Originally published 6/17/2011

Byzantine General Belisarius

Bitcoin is a theoretical and practical breakthrough that makes it possible to decentralize services we couldn’t previously decentralize.

To elaborate: Bitcoin isn’t just a currency but an elegant universal solution to the Byzantine Generals’ Problem in computing, one of the core challenges in reaching consensus in distributed systems. Until recently the problem was thought not to be solvable at all, much less on a global scale. Regardless of its currency aspects, many experts believe Bitcoin is brilliant, in that it technically makes possible what was previously thought to be impossible.

The Byzantine Generals’ Problem goes roughly as follows: N Generals have their armies camped outside a city they want to invade. They know their numbers are strong enough that if at least half of them attack at the same time, they’ll be victorious. But if they don’t coordinate the time of attack, they’ll be spread too thin and will all die. They also suspect that some of the Generals might be disloyal and will send fake messages. Since they can only communicate by messenger, they have no means to verify the authenticity of a message. How, then, can such a large group reach consensus on the time of attack without mutual trust or a central authority, especially when faced with adversaries intent on confusing them?

Bitcoin’s solution is this: All of the Generals start working on a mathematical problem that statistically should take 10 minutes to solve if all of them work on it. Once one of them finds the solution, she broadcasts that solution to all the other Generals. This solution then becomes the next problem. Everyone then stops to work on the previous problem, and proceeds to use the previous solution as the next problem — which again should take another 10 minutes. Every General always starts building upon (using as the problem) the longest chain of solutions he’s seen. After a solution has been built upon (extended) 12 times, every General can be certain that no attacker controlling less than half the computational resources could have created another chain of similar length, because it took a lot of computational resources to extend the chain 12 times. The existence of the 12-block chain of solutions is proof that a majority of Generals have participated in its creation. This is called a proof-of-work scheme.

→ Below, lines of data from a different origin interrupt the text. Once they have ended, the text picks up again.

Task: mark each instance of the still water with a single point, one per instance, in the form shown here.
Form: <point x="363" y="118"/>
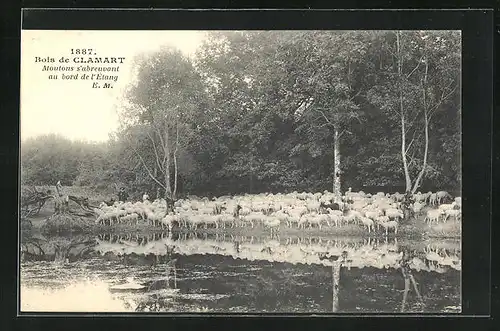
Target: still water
<point x="234" y="274"/>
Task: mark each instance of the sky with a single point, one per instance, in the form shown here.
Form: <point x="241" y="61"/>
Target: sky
<point x="72" y="108"/>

If this sounds confusing, don’t worry. What it means is simply that consensus is reached because computational resources are scarce. You vote with work. So to rig the vote, an attacker would need to control more computational power than the honest participants have. Also, to ensure that it’s more expensive for an attacker to purchase the computational power needed to attack the system, Bitcoin adds an incentive scheme. Users who contribute computational power get rewarded for their work. Thus, if the value of a Bitcoin rises and attacking the system becomes more profitable, it also becomes more profitable for honest users to add computational resources. Here’s an example of how this works: At any given point, one would expect miners to invest as many resources into mining as is profitable for them. Bitcoin then also is a currency, because it needs incentives to protect the consensus process from attackers. This computational process (“mining”) is not wasteful, but an incredibly efficient way to make attacks economically unprofitable. Bitcoin never uses more computational resources than necessary to protect the integrity of its interactions.

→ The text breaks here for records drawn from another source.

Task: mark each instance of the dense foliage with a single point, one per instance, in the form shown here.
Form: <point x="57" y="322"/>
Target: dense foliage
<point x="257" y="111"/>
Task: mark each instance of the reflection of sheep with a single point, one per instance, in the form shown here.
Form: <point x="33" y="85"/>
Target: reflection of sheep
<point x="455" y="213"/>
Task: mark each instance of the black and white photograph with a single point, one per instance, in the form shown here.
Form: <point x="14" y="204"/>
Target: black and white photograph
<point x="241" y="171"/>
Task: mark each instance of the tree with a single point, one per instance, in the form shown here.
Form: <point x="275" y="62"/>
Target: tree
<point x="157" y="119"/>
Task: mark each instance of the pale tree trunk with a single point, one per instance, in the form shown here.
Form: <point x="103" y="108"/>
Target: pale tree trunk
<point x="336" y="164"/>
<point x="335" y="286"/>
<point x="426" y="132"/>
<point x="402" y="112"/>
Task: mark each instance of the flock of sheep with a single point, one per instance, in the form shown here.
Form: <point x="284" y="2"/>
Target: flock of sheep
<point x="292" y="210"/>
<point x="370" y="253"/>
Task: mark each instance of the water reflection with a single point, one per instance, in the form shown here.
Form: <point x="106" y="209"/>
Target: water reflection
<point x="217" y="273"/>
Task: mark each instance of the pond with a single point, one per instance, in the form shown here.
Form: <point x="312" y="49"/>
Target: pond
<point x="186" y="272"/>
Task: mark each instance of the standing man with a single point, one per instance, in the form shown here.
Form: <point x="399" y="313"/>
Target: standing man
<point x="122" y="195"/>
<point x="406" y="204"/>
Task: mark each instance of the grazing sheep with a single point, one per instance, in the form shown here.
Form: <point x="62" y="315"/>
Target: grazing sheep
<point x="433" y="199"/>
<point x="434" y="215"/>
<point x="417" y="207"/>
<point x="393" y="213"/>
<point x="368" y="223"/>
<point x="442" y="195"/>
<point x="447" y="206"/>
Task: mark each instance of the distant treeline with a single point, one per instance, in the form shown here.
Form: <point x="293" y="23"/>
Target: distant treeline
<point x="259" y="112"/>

Now let’s return to discussing the value provided by Bitcoin. Essentially it’s a means to make consensus in highly distributed large-scale systems that would otherwise never be able to accomplish that. The value of this is, that it’s now possible to build applications in a decentralized fashion that we previously thought could not be built without a central authority. The most obvious example is of Bitcoin as a medium of exchange for goods and services that can’t be easily bought or sold using cash issued by a central authority. But there’s more. Bitcoin also makes it possible to fully decentralize the DNS (Domain Name System). Every Bitcoin Domain Name comes with a cryptographic key pair, which also allows us to solve the PKI (Public Key Infrastructure) problem: every name you connect to, has an encryption key associated with it that can be verified without having to trust a central authority. Moreover, in case network traffic monitoring prevents people from accessing information either at all or anonymously, Bitcoin makes it feasible to pay for internet relays that anonymize or reroute traffic — that is, it makes it easier to remove central control and fight censorship. The list of benefits goes on, and I’ve been hard-pressed to find any decentralization schemes that would not benefit from Bitcoin integration.

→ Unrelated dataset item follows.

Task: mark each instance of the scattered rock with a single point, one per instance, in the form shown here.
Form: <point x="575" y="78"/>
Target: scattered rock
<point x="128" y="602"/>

The pattern here is that almost all of these applications can already be built in centralized form. But often the centralized solution comes with many weaknesses. In the PKI case, you have to trust over 300 Certificate Authorities every time you make an https:// connection, many of which are located in countries with repressive governments. If any of those 300 entities are compromised, malevolent attackers will be able to read your email, access your bank account, and violate your privacy. DNS is being censored by governments simply because they can do it. And every time you store value in currency, you’re trusting a central authority to ensure that it isn’t mismanaged and won’t depreciate in value.

So is there really value in Bitcoin? The answer depends entirely on your perspective. Let me ask a counter question: Is decentralization valuable? If you think we’ll increasingly lose trust in the central authorities that manage the infrastructure we rely on, you might expect Bitcoins to rise a lot in value. If, however, you believe that authorities will be able to tackle the challenges of the future better in centralized form, then from your perspective Bitcoins don’t add value. Time will tell which viewpoint is correct.